The second Acura will be campaigned by Wayne Taylor Racing, recently partnered with Andretti Autosport. The 2002 championship came down to a fight between MSR and the WTR No. 10. Ricky Taylor and Filipe Albuquerque are the other driver pairing in addition to van der Zande and Bourdais to return intact. Louis Deletraz will also be in the car for the endurance races, with Brendon Hartley in the lineup for Daytona.

“I think you want to keep something consistent,” says Taylor. “We’re very lucky to have that in the driver lineup. We have Louis and Brendon coming into the team, but they’re definitely not short of experience. So just the car is really new. But that’s what all the focus is on for learning for this year.”

With the least time in testing, BMW M Team RLL might be the stealthiest of the GTP contenders. Richard Dole/Lumen

BMW has had the least testing of its pair of M Hybrid V8s. BMW partnered with Dallara to build the car powered by a 4-liter twin-turbo V8 derived from the marque’s DTM program, and chose longtime GT racing partner BMW M Team RLL to field the car in IMSA competition. Nevertheless, like Cadillac, the team got through the Roar relatively trouble-free, although seldom near the top of the time sheets.
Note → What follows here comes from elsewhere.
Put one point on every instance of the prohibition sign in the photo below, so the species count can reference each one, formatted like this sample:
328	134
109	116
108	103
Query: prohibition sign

It’s been a long time since BMW has run a prototype, and while team principal Bobby Rahal has extensive experience racing sports cars, his team hasn’t fielded a prototype — although it is a winning IndyCar Series outfit. The drivers, by and large, have come from the GT ranks. So for BMW, everything is coming from a different direction than with the other manufacturers and teams. Connor De Phillippi, who will partner with Nick Yelloly in the No. 25 BMW, sees that as a positive.

“I’m never a big fan of, ‘This is how we ran in the past, this is how we have to do it,’” he says. “I’m a big fan of open ideas. We’re relying a lot on our engineering staff, so we have a lot of experienced guys. Todd Malloy’s my race engineer — he’s been an IndyCar, he knows he knows what he’s doing. So I have all the faith in the world in him.

“We’ve run through quite a few setups, different philosophies; we’re still trying more. We’re not locked into, ‘This is how you have to run the car,’ which is good. It allows us drivers to give feedback and make the car how we want to drive it, because what works for one guy maybe doesn’t work for another. So I think it gives us a little bit of an advantage to find a little bit more speed. Maybe we don’t start running as quick as the others do, because they have that initial baseline. But I think it allows us to kind of have a free mind and try to find our own own package that’s going to be most efficient for our car.”

Phillipp Eng and Augusto Farfus will be the full-season pairing in the No. 24 BMW, Marco Wittmann and Colton Herta joining for Daytona. Herta is also on the entry list for the No. 25 for Daytona, along with Sheldon van der Linde.

With everything being new, there’s little to base expectations on, beyond manufacturer and team reputation and the time they’ve had to prepare. Acura has shown the pace throughout the Roar Before the 24, but nobody knows what the reliability of any of the cars will be. The Rolex 24 At Daytona will likely be littered with mechanical failures despite the thousands of miles of testing. The team that overcomes them most quickly, both in the race and in post-event dissections and analysis, is likely to be the team that comes out on top at the end of the year.